Recovery Conditions and Sampling Strategies for Network Lasso
This work addresses the challenge of efficient learning from big data over networks, providing theoretical guarantees for network Lasso, but it is incremental as it builds on existing Lasso and compatibility condition frameworks.
The paper tackles the problem of learning clustered graph signals from massive network-structured datasets using network Lasso, deriving a network compatibility condition that ensures accurate recovery and guides optimal node sampling strategies.

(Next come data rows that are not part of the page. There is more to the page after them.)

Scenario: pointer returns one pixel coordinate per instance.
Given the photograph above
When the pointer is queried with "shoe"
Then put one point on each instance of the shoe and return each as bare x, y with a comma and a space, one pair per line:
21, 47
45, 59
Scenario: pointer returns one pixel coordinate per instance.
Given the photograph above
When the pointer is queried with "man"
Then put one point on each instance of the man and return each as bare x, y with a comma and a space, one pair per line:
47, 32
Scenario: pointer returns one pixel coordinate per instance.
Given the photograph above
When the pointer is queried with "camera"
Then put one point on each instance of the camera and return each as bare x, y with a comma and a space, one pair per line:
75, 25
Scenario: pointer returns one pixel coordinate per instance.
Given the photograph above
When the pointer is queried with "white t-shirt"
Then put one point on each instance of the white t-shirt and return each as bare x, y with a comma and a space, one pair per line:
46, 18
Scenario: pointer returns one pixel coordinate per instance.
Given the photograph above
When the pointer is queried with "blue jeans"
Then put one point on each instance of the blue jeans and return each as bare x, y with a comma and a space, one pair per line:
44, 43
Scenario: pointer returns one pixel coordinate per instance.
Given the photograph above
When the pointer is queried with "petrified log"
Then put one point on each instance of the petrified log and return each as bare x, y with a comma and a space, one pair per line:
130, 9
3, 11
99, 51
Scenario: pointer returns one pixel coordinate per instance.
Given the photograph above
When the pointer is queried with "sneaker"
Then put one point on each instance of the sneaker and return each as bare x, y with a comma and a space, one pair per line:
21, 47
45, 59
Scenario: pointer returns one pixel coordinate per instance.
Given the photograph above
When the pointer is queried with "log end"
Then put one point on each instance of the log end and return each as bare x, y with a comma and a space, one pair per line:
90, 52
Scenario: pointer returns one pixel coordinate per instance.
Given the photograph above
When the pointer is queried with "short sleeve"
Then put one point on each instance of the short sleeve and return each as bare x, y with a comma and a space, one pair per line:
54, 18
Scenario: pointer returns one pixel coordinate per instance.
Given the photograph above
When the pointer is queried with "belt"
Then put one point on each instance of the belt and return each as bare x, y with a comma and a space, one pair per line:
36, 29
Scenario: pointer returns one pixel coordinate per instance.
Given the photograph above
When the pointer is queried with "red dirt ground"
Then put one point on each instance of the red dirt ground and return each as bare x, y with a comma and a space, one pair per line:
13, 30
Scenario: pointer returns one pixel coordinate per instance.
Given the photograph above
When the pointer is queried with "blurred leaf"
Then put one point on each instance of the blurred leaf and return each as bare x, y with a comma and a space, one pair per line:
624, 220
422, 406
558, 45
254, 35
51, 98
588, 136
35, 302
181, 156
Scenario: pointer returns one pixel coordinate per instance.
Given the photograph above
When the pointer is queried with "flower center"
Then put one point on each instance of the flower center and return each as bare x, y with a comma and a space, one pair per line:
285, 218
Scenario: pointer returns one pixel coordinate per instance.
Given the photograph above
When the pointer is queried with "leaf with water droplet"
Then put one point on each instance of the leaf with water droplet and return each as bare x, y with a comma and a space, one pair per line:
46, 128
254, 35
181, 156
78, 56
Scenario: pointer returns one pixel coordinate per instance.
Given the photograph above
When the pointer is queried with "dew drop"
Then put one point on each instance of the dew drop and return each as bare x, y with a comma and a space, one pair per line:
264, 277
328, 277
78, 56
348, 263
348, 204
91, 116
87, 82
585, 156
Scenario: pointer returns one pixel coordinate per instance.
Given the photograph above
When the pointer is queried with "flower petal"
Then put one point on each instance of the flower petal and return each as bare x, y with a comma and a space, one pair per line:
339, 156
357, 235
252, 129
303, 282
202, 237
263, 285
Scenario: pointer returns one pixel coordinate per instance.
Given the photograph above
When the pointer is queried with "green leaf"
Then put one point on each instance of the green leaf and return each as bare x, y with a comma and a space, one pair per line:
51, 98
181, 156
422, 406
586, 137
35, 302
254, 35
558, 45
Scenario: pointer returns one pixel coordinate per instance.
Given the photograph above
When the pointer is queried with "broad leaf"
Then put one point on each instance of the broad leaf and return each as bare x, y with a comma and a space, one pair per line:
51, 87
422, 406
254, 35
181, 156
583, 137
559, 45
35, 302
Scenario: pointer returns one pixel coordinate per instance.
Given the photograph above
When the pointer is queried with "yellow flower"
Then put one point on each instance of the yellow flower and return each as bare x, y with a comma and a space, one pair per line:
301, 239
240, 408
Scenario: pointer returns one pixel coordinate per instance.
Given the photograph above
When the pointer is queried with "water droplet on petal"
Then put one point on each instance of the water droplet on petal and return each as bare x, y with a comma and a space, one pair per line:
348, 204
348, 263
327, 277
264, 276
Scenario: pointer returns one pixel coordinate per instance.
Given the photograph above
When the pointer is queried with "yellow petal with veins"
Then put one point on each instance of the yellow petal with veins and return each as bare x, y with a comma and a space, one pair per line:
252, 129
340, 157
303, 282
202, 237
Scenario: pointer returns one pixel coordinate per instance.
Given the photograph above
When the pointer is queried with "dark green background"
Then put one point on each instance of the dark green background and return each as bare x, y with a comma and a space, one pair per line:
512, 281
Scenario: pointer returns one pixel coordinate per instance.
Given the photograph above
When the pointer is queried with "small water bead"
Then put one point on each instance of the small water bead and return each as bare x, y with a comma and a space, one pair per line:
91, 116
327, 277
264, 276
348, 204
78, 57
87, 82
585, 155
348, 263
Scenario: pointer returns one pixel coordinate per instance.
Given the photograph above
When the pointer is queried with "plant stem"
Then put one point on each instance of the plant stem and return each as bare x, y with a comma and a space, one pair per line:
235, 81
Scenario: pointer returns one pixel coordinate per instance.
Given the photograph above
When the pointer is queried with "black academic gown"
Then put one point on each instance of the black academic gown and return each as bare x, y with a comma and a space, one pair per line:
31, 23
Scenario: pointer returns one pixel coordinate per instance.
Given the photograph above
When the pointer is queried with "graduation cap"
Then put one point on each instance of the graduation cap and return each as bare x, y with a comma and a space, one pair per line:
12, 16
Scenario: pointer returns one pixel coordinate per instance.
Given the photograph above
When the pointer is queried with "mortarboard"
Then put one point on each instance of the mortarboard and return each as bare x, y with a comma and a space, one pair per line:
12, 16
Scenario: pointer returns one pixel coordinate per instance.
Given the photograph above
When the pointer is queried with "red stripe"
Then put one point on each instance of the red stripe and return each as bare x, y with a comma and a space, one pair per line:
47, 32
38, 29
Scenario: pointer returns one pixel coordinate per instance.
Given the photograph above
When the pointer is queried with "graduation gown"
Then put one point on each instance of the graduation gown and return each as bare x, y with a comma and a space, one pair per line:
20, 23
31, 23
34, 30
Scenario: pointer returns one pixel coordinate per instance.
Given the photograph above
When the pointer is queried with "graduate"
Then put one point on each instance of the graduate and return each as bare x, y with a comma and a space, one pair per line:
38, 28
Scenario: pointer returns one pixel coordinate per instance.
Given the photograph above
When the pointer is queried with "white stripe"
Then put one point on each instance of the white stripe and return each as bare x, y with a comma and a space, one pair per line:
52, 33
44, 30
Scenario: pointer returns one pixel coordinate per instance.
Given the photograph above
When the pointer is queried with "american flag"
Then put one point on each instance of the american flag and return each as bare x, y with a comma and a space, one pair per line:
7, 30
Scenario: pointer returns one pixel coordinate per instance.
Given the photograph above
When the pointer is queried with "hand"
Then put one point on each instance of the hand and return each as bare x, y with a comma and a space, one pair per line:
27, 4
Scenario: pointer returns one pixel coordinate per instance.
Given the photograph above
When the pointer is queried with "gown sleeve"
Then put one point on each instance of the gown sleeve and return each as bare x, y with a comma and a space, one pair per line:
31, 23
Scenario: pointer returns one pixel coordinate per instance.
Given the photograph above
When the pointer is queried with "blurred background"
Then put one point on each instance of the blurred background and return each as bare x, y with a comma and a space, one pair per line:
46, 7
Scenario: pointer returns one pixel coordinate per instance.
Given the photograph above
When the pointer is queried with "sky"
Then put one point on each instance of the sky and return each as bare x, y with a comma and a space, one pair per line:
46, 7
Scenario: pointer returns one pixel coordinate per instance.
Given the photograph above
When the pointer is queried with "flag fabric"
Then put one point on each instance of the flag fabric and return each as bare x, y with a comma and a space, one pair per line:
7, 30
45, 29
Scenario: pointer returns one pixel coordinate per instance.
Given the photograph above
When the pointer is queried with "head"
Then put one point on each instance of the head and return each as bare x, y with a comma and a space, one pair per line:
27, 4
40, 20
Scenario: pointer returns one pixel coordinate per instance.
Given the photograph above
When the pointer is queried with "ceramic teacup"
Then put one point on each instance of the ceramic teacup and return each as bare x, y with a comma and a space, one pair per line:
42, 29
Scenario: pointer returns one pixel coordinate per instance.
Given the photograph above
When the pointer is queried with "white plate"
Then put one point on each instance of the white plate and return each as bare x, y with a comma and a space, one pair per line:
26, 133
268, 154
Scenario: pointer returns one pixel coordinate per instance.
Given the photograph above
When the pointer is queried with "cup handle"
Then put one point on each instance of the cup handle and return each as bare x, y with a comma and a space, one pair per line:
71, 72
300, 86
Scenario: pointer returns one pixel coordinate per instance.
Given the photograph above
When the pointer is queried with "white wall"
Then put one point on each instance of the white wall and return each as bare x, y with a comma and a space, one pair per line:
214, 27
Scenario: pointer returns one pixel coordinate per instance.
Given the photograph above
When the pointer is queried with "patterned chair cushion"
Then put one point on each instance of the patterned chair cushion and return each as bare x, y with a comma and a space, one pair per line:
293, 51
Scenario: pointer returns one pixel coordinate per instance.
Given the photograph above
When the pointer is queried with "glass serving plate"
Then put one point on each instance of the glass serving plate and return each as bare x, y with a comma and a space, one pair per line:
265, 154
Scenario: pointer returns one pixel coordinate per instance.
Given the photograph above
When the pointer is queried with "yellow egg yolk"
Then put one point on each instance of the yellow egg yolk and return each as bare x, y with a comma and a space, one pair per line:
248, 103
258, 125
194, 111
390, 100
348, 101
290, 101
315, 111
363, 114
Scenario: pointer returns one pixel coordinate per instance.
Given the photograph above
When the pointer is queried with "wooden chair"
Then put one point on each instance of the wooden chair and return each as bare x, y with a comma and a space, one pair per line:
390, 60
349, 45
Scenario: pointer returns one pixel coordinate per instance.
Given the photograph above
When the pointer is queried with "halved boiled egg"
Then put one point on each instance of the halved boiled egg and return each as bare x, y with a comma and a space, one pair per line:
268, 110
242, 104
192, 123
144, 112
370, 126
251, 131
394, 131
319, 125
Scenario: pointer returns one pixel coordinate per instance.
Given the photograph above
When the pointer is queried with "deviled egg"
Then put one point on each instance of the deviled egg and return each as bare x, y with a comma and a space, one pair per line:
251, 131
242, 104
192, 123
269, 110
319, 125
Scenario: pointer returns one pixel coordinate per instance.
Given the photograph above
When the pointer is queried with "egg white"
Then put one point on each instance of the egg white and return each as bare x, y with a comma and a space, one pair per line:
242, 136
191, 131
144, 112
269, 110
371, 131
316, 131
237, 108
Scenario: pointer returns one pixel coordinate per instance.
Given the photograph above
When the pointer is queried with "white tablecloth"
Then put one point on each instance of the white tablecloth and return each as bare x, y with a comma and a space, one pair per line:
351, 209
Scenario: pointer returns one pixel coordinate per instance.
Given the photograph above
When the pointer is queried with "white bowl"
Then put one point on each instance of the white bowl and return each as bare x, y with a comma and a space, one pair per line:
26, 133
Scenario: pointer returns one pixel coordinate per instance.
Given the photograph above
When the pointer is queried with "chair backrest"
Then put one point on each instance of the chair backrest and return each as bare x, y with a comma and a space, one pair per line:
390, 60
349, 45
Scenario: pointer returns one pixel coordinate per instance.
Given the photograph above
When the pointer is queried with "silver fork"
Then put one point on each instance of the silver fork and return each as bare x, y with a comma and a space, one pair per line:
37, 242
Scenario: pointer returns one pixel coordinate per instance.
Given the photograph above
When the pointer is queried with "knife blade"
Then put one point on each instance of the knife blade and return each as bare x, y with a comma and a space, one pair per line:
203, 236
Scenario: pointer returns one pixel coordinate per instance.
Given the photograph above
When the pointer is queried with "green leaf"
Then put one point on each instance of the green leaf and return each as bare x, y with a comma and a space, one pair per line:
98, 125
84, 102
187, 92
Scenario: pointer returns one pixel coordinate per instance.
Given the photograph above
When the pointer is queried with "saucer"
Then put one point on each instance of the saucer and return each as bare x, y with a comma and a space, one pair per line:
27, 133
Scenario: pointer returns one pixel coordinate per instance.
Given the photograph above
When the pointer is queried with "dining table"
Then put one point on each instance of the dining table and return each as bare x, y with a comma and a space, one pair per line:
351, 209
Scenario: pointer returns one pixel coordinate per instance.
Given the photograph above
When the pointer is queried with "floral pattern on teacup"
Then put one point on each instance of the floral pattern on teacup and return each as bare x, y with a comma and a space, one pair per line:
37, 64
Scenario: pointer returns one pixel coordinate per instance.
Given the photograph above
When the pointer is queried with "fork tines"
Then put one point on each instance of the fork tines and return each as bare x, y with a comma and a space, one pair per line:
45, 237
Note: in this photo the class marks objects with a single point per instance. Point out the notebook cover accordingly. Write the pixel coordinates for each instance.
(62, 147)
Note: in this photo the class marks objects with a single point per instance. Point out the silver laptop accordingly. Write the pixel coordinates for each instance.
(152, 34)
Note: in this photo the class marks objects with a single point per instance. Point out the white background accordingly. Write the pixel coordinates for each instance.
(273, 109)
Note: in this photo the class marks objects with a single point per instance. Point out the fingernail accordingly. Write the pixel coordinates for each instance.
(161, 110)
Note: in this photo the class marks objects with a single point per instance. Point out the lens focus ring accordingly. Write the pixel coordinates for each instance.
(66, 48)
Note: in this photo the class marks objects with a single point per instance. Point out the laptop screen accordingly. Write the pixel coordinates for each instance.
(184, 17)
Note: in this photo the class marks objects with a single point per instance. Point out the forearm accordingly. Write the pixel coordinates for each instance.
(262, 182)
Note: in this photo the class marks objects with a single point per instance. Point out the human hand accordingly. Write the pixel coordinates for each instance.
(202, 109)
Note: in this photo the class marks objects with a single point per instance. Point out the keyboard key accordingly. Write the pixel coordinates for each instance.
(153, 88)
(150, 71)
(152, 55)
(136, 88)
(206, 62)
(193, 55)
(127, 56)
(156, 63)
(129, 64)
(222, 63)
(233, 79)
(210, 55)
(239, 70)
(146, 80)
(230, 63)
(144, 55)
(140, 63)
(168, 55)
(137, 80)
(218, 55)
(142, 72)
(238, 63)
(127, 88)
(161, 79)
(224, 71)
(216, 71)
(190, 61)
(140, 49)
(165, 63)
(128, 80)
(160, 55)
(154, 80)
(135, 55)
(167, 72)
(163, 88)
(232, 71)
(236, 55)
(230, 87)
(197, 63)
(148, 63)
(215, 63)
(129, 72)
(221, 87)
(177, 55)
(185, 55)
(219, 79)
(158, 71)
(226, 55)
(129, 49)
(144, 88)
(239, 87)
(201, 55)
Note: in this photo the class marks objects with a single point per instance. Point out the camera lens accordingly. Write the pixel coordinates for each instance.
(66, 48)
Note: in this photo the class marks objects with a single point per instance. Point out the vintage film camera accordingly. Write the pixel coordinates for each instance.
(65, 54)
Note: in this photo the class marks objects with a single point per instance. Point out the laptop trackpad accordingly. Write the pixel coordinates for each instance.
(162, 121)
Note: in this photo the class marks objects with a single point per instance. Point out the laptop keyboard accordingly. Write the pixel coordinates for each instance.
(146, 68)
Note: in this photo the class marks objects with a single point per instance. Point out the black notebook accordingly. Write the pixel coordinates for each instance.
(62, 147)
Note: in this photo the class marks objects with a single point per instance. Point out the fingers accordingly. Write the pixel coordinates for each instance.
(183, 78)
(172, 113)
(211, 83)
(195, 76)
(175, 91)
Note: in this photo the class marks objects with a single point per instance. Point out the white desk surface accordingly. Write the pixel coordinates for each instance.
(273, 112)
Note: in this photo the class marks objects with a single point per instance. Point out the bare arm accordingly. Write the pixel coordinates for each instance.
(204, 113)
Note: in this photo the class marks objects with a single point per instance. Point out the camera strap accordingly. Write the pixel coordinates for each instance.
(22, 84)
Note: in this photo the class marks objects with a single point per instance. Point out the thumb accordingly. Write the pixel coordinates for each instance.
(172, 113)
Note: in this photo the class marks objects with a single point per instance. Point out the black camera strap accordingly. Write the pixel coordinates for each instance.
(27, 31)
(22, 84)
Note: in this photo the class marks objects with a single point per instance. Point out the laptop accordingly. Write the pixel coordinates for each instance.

The network Lasso is a recently proposed convex optimization method for machine learning from massive network structured datasets, i.e., big data over networks. It is a variant of the well-known least absolute shrinkage and selection operator (Lasso), which is underlying many methods in learning and signal processing involving sparse models. Highly scalable implementations of the network Lasso can be obtained by state-of-the art proximal methods, e.g., the alternating direction method of multipliers (ADMM). By generalizing the concept of the compatibility condition put forward by van de Geer and Buehlmann as a powerful tool for the analysis of plain Lasso, we derive a sufficient condition, i.e., the network compatibility condition, on the underlying network topology such that network Lasso accurately learns a clustered underlying graph signal. This network compatibility condition relates the location of the sampled nodes with the clustering structure of the network. In particular, the NCC informs the choice of which nodes to sample, or in machine learning terms, which data points provide most information if labeled.